July 2020
tl;dr: Use CenterNet to predict offset between neighboring frames. Nearest neighbor would work well
Overall impression
CenterNet achieves the SOTA of mono3D on nuScenes as of 07/04/2020. On nuScenes it achieves 34 mAP, almost as good as LIDAR based approach one year ago by PointPillars at 31 mAP. (The lidar SOTA performance is refreshed by CenterPoint to 60 mAP.)
The complete cycle
In early days of computer vision, tracking was phrased as following interest points through space and time. It then got beaten by “tracking by detection” (or tracking following detection) which follows detected bounding box throughout time. The tracking stage is usually slow and complicated association strategy (Hungarian matching) by either IoU of 2D bbox or learnt embedding vectors of each object, or with motion model and EKF. The simple displacement prediction is akin to sparse optical flow. KLT (Kanade Lucas Tomasi) contains GFT (good feature to track) + LK (Lucas Kanade 金出武雄@CMU). CenterNet is like GFT and the offset vector is like LK.
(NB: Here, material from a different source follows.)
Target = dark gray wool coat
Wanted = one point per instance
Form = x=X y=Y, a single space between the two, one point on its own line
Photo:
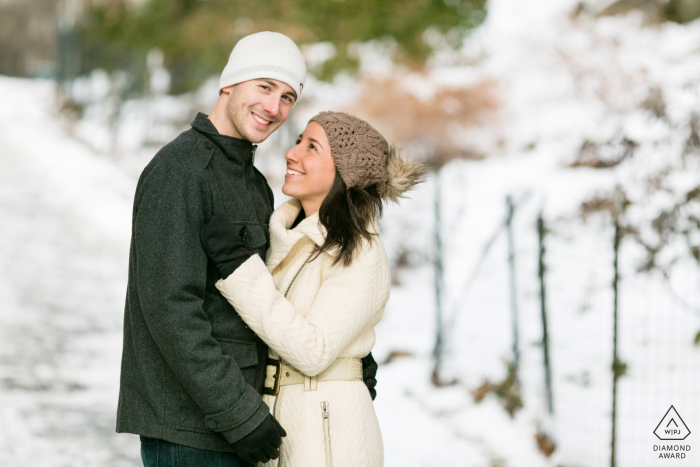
x=192 y=371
The first simultaneous detection and tracking paper Tracktor which predicts bbox detection and bbox offset for tracking simultaneously. CenterTrack simplifies the process further by reducing bounding box to a point with attributes.
Previous joint detection and tracking work are all based on Faster RCNN two-stage framework where the tracked bbox are used as region proposals. This has two issues: 1) It assumes that the bounding box has large overlaps which is not true in low-frame rate regimes (such as in nuScenes) 2) it is hard to run MOT in real time.
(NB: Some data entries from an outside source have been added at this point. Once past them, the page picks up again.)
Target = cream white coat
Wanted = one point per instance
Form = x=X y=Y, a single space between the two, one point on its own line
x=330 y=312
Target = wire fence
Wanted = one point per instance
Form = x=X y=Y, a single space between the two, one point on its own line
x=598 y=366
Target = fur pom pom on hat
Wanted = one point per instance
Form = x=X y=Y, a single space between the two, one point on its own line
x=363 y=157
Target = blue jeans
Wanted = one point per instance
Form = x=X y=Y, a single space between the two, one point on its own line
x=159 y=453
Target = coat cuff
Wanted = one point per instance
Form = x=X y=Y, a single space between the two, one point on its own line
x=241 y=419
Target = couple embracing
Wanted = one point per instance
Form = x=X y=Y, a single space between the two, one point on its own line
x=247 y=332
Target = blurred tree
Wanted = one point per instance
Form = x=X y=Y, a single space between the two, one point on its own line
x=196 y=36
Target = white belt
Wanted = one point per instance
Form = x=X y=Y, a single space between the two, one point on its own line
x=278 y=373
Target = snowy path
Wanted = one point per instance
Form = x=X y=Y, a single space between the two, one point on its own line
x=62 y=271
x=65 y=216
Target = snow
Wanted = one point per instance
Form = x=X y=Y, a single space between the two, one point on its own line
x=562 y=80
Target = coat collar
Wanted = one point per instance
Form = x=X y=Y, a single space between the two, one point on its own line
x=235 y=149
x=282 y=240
It feeds detection results from previous frame as additional input to boost performance in the current frame. This tracking-conditioned detection is like autoregressive models. This trick is also used in ROLO. This provides a temporally coherent set of detection objects. (Only location, not size).
Key ideas
- CenterTrack localizes objects and predicts their association with the previous frame. It can be used for 2D OD or 3D OD based on monocular camera images. The detector is trained to output an offset vector from the current object center to its center in previous frames. Then a greedy matching suffices for object association.
- Input: Previous frame, previous center point frame heatmap, current frame. The prior detections are encoded as a class-agnostic single channel heatmap. The rendering is the same as detection GT encoding.
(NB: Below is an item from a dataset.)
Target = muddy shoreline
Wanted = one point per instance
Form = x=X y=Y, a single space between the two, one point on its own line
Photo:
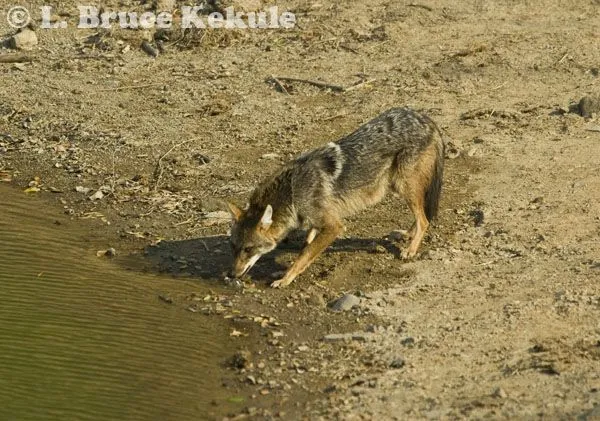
x=496 y=318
- CenterTrack is a local tracker, in that it identifies across consecutive frames without reestablishing association across temporal gaps.
- Association with offset: greedily find object with the highest conf score within a radius $\kappa = \sqrt {wh}$. There is no need for complicated distance metric or graph matching.
- Data augmentation
- Jitter location by 0.05 w or h multiplied by a Gaussian random variable
- Randomly inject FP near GT object locations with probability $\lambda_{fp} = 0.1$
- Simulate FN by randomly removing detection with probability $\lambda_{fn} = 0.4$
- We can train centerTrack with static images by randomly scaling and shifting images
- Without noise injection, MOTA drops dramatically from 66 to 34 points.
- Evaluation metric: AMOTA (averaged MOTA at different thresholds). Note that MOTA can be negative and thus usually capped at 0.
- Runtime: 82 ms on KITTI and 45 ms on nuScenes.
Technical details
- Center based object detection is easily extended from 2D to 3D as 2D bbox does not have to be first estimated. –> this is true for 3D anchored design such as M3D-RPN.
- Data augmentation by random input dropout and noise injection to prevent neural network to cheat from the detection in previous frame.
- It can be trained on labeled video sequences, or on static images with aggresive data augmentation. The static image training works better if the frame rate is high enough in reality.
- CenterNet uses additional 2 ch to correct quantization error.
- CenterTrack can be finetuned from CenterNet.
- NuScenes dataset has video data at 12 FPS but only annotated at 2 FPS. The interframe motion is significant.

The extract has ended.